Maleic anhydride graft polymerized polypropylene (manufactured by Mitsubishi Chemical Corporation) was used as the modified PP. The melting point peaks of the modified PP are 104°C, 140°C, and 155°C, the density of the modified PP is 0.88 g/cm ³ , and the MFR of the modified PP is 10.3 g/10 min. In addition, using a sample of modified PP, 1H-NMR measurement and 1H-NMR measurement after methyl esterification of the maleic acid site were performed, and the grafting rate was calculated in mass % from the difference in 1H peak area. The graft ratio was 0.1% by mass or more and 1% by mass or less.

Ethylene-propylene-1-butene terpolymer (trade name "FL02C", manufactured by Nippon Polypropylene Co., Ltd.) was used as the random polypropylene. The melting point of random polypropylene is 138° C., the density of block polypropylene is 0.89 g/cm ³ , and the MFR of block polypropylene is 18 g/10 min.

As the thermoplastic resin layer 13, an unstretched polypropylene film (trade name "ZK500", manufactured by Toray Film Processing Co., Ltd.) for retort sterilization with a thickness of 70 μm was used.
The thermal welding temperature during thermal welding is 180° C., the thermal welding time is 1 second, and the thermal welding pressure is 0.2 MPa.

[Example 2]
The gas barrier film layer was changed to a gas barrier film layer 21 having a second layer structure, and the thermoplastic resin layer 13 was replaced with an unstretched polypropylene film for retort sterilization with a thickness of 50 μm (product name "ZK500": Toray Co., Ltd.).

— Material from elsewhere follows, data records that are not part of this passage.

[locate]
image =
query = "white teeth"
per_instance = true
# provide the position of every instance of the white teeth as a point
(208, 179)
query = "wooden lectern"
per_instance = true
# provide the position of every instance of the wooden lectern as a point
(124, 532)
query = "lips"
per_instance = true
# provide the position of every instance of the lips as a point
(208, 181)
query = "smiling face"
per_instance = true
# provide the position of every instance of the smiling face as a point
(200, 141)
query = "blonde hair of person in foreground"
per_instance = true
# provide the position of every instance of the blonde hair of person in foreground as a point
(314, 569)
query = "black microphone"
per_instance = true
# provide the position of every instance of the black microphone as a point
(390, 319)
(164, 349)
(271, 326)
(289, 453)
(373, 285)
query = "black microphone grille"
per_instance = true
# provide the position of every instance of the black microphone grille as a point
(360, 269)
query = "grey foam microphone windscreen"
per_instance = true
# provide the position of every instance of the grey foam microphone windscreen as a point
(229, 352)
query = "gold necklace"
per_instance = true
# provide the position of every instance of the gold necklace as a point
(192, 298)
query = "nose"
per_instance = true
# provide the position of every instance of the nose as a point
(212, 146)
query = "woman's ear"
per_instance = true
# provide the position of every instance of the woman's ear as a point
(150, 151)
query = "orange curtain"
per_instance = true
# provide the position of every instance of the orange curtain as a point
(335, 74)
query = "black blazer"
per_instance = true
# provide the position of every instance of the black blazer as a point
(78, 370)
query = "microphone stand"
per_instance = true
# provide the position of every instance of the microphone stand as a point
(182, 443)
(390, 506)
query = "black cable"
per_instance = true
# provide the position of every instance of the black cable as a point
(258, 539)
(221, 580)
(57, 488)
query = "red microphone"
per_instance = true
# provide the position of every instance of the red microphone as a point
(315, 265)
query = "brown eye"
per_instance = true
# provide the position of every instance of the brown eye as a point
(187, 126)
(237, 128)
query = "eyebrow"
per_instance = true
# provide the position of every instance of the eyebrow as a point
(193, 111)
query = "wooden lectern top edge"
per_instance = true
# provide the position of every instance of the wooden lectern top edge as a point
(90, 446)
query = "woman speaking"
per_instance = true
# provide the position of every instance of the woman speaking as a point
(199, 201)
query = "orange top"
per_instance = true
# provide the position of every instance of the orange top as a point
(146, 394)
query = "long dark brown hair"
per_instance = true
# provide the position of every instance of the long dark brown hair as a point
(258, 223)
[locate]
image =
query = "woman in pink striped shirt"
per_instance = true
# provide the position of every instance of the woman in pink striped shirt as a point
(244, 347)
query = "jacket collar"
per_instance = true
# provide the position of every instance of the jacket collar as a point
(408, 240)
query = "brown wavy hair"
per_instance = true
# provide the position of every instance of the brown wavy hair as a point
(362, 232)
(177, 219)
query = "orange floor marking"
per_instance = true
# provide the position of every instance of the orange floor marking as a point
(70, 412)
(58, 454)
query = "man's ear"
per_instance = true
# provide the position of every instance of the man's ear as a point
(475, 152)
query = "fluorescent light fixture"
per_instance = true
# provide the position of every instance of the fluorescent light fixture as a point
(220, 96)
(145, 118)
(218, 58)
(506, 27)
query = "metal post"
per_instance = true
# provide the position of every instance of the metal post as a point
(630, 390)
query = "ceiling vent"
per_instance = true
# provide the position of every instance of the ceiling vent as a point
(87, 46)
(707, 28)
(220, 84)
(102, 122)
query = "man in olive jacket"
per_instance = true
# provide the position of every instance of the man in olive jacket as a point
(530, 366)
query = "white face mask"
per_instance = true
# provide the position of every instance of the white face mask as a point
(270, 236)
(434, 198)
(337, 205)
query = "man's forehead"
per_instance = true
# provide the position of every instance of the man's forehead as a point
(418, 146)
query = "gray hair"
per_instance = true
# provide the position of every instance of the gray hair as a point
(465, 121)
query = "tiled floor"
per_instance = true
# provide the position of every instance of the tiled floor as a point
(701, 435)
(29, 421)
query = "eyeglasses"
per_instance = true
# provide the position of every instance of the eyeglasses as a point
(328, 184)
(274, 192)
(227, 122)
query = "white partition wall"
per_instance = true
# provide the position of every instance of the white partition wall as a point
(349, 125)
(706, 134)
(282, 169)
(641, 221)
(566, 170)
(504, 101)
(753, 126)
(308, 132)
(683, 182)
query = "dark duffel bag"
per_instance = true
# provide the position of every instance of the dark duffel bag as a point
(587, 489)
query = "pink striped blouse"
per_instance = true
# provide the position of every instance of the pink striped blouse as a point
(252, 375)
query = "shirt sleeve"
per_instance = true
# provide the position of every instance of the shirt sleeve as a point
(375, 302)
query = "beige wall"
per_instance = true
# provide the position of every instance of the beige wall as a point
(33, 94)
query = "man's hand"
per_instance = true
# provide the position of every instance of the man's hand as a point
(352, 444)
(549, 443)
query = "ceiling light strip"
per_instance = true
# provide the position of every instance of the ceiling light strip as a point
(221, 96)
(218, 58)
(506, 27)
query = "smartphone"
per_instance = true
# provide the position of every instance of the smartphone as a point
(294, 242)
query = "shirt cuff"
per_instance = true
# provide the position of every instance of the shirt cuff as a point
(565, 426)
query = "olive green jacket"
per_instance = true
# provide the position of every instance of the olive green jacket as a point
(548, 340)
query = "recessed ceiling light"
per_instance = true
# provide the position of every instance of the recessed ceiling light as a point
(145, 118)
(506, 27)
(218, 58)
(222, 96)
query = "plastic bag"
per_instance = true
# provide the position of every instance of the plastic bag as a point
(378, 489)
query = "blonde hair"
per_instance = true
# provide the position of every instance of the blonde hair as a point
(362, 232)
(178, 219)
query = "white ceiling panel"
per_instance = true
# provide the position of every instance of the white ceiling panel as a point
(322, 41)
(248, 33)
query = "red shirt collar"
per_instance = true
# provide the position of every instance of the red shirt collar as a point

A laminated film and a packaging bag of Example 2 were obtained in the same manner as in Example 1 except that the film was changed to (manufactured by Film Processing Co., Ltd.).

[Example 3]
The gas barrier film layer was changed to a gas barrier film layer 21 having a third layer configuration. In addition, the thermoplastic resin layer 13 was changed to a 50 μm thick laminate made of a thermoplastic resin blended with homopolypropylene, random polypropylene, and an elastomer in a weight ratio of 50:20:30, and other than that, In the same manner as in Example 1, a laminated film and a packaging bag of Example 3 were obtained.

[Comparative example 1]
A laminate film and a packaging bag of Comparative Example 1 were obtained in the same manner as in Example 1 except that the thermoplastic resin layer 13 was changed to a 50 μm thick laminate made of homopolypropylene.

[Comparative example 2]
A laminate film and a packaging bag of Comparative Example 2 were obtained in the same manner as in Example 1 except that the thermoplastic resin layer 13 was changed to a 50 μm thick laminate made of random polypropylene.

[evaluation]
The packaging bags of Examples 1 to 3 and the packaging bags of Comparative Examples 1 and 2 were sterilized under the following conditions.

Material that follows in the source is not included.